Dr. Julian Bailes, head of neurosurgery at the NorthShore University Health System in Chicago, told a Toronto news conference Wednesday the human brain is tethered but floating in about seven millimetres of cerebral spinal fluid. That allows it to move inside the skull when the head is joltedby actions such as football tackles or hockey checks.
"It moves inside the skull, it tears fibres, it results in severe forms of diffuse axonal injury, it causes contusions or bleeding in the brain or causes the lethal subdural hematoma from tearing of veins," he explained.
"A helmet cannot prevent brain movement."
The NeuroShield slightly increases the amount of blood in the brain, filling up some of the space and reducing the amount of "slosh," said Bailes.
The idea of using a collar-like device began with Dr. David Smith, former chief of medicine at Reid Hospital in Indiana, who was inspired by the ability of woodpeckers to withstand millions of high-energy impacts over their lifetimes without suffering brain damage. That's because the bird's anatomy doesn't allow its brain to move within its skull.
Smith teamed up with Bailes and Dr. Joseph Fisher, an anesthesiology professor at the University of Toronto, to design a device that would mimic the woodpecker's anatomy and stabilize the human brain.
Greg Myer, a sports medicine researcher at the Cincinnati Children's Hospital who has spent the last four years conducting studies on the NeuroShield, said pressure on blood vessels from the device is like "putting a kink in the hose ... it creates an immediate backfill."
"So its filling up that free expandable space in the brain," he said, similar to what occurs when a person lies down.
"It's kind of (like) making an airbag for the brain."
In studies of high school-aged football and soccer player, his research team found that athletes who wore a NeuroShield had no significant structural brain changes on MRI imaging, while players who were not asked to don the collar had extensive damage to neural microstructures over time.
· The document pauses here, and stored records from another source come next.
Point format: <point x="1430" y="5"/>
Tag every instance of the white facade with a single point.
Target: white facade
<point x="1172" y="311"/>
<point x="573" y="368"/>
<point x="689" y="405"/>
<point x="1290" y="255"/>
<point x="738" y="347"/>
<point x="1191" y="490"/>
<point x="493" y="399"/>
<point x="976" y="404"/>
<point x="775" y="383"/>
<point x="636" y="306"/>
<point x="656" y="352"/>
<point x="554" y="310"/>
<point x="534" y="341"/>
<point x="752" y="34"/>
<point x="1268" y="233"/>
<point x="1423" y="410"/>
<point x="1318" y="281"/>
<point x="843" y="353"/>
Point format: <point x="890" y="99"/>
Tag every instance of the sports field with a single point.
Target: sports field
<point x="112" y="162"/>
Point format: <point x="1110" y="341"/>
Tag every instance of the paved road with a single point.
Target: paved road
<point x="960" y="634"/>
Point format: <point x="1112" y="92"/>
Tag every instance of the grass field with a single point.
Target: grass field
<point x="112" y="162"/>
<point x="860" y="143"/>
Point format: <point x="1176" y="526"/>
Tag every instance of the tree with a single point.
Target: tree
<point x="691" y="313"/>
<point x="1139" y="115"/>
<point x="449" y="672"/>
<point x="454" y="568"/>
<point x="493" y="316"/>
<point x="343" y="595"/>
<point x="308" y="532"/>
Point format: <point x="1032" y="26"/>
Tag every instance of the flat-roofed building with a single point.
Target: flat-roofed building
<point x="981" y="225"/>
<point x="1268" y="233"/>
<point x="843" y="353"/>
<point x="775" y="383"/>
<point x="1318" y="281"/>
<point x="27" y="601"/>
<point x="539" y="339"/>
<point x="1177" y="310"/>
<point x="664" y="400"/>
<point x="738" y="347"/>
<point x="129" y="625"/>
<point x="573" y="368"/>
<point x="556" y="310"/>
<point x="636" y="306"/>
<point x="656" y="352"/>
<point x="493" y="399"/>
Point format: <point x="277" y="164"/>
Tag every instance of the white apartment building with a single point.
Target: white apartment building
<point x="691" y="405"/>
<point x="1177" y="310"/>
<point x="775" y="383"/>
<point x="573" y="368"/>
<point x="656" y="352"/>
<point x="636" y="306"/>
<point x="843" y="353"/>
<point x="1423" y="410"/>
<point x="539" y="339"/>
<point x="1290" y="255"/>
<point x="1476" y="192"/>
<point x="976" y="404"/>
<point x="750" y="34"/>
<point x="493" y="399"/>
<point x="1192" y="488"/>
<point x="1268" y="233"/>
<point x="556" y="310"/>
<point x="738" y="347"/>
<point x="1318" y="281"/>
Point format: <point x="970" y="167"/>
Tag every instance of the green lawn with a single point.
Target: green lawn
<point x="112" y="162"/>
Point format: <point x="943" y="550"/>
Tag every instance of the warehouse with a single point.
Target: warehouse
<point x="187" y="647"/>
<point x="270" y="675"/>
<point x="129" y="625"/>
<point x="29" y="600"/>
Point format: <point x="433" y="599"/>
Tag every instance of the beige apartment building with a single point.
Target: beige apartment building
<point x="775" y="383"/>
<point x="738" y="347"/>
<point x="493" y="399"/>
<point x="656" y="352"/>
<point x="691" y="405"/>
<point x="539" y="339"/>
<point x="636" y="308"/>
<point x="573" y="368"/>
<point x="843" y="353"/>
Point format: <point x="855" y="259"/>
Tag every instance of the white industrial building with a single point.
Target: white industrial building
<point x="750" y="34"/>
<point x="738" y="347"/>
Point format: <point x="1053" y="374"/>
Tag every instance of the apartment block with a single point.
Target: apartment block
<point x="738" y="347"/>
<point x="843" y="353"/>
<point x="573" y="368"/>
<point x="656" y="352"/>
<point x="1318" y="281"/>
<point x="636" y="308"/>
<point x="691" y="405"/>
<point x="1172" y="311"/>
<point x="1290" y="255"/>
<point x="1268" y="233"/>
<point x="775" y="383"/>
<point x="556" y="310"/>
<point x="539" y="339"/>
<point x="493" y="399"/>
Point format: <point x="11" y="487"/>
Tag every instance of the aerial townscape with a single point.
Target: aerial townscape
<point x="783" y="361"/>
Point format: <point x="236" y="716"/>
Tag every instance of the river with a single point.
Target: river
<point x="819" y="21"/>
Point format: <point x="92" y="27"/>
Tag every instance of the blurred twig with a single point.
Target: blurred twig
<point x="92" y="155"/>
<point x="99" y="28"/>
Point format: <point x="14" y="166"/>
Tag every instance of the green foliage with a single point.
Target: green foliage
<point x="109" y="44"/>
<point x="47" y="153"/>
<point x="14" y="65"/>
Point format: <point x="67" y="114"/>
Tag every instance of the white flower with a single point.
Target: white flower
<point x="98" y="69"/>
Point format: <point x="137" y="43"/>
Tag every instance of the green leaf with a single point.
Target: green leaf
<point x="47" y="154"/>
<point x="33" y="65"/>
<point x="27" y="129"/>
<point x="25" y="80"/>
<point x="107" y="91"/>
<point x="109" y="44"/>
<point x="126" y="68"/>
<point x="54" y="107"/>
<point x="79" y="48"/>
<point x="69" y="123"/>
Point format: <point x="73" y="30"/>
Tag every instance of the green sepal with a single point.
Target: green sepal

Repetitive head trauma has been shown to cause cumulative micro-brain damage in athletes in both amateur and professional sports.
However, it's not yet known whether the product can also prevent concussions in players who suffer head trauma. Determining that will require studies of large groups of athletes, Myer said.
"It's an important step forward, but we need to continue to do the research with this, looking at how this works on a larger scale across different athletes in different sports," he said.
Bauer has teamed up with scientists at U.S.-based Q30 Innovations, which acquired commercial rights to the underlying technology for NeuroShield. Bailes serves as medical adviser to the company and is a shareholder. Myer said he has no financial ties to Q30.
Former NHL player Mark Messier, a Bauer spokesman, told the news conference that he hopes the device will allow kids to remain engaged in sports and keep athletes of all ages and abilities safe from accumulated injuries to the brain.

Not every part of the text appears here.